Notice that for id==b2, phase==2, the gender is accidentally marked as "f", it should be consistent with other phases as gender=="m" because the gender cannot be changed during the study phases.So if I want to run a R code to detect which ids have such issue, how should I accomplish that goal? Thanks a lot~~
CodePudding user response:
With dplyr
, you could detect which ids have more than one genders with n_distinct()
.
library(dplyr)
df %>%
group_by(id) %>%
filter(n_distinct(gender) > 1) %>%
ungroup()
# # A tibble: 3 × 3
# id gender phase
# <chr> <chr> <int>
# 1 b2 m 1
# 2 b2 f 2
# 3 b2 m 3
CodePudding user response:
You can use lag
to check if the value changed in the column and filter
the id that have a change like this:
df <- read.table(text="id gender phase
a1 m 1
a1 m 2
a1 m 3
b2 m 1
b2 f 2
b2 m 3
c3 f 1
c3 f 2
c3 f 3", header = TRUE)
library(dplyr)
df %>%
group_by(id) %>%
filter(any(gender != lag(gender)))
#> # A tibble: 3 × 3
#> # Groups: id [1]
#> id gender phase
#> <chr> <chr> <int>
#> 1 b2 m 1
#> 2 b2 f 2
#> 3 b2 m 3
Created on 2022-07-13 by the reprex package (v2.0.1)
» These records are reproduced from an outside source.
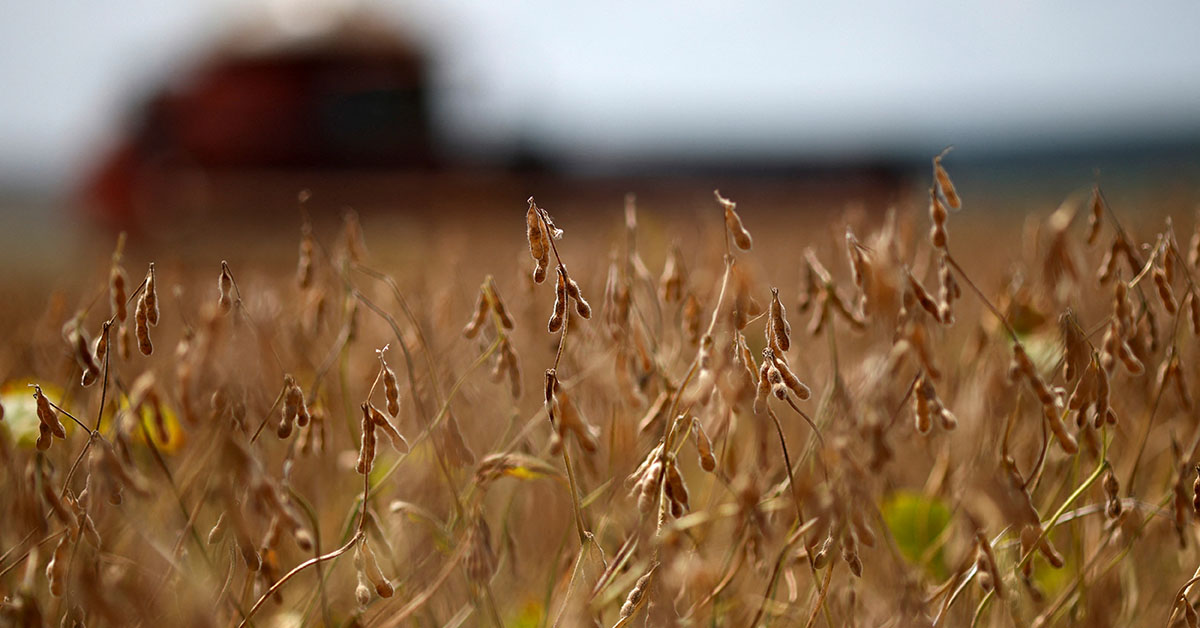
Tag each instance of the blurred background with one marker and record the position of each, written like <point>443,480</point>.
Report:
<point>143,114</point>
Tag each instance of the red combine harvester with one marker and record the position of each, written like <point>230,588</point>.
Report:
<point>264,106</point>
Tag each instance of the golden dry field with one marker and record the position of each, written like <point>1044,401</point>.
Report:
<point>711,412</point>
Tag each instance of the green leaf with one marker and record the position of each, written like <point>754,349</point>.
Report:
<point>916,521</point>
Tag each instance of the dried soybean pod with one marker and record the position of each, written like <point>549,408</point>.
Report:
<point>47,416</point>
<point>573,291</point>
<point>763,387</point>
<point>539,241</point>
<point>733,222</point>
<point>57,569</point>
<point>85,359</point>
<point>703,447</point>
<point>367,444</point>
<point>943,180</point>
<point>151,298</point>
<point>780,330</point>
<point>390,388</point>
<point>792,382</point>
<point>142,327</point>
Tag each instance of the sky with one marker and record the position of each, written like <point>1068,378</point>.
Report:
<point>607,82</point>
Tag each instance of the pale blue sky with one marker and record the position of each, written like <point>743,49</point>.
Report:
<point>601,82</point>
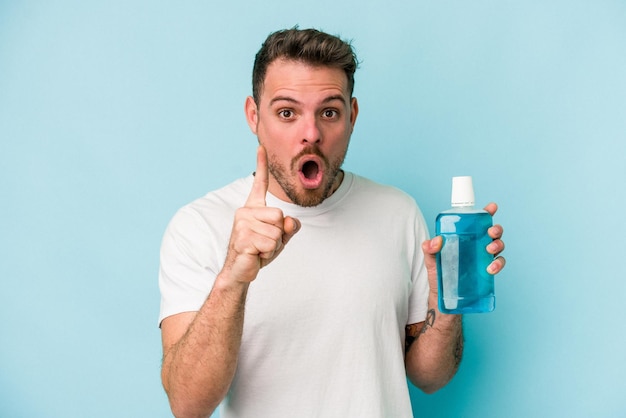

CodePudding user response:
id<-c("a1","a1","a1","b2","b2","b2","c3","c3","c3")
gender<-c("m","m","m","m","f","m","f","f","f")
phase<-c(1,2,3,1,2,3,1,2,3)
mydata<-data.frame(id,gender,phase)
mydata[mydata$id%in%c("a1","b2"),"gender"]<-"m"
mydata[mydata$id%in%c("c3"),"gender"]<-"f"
mydata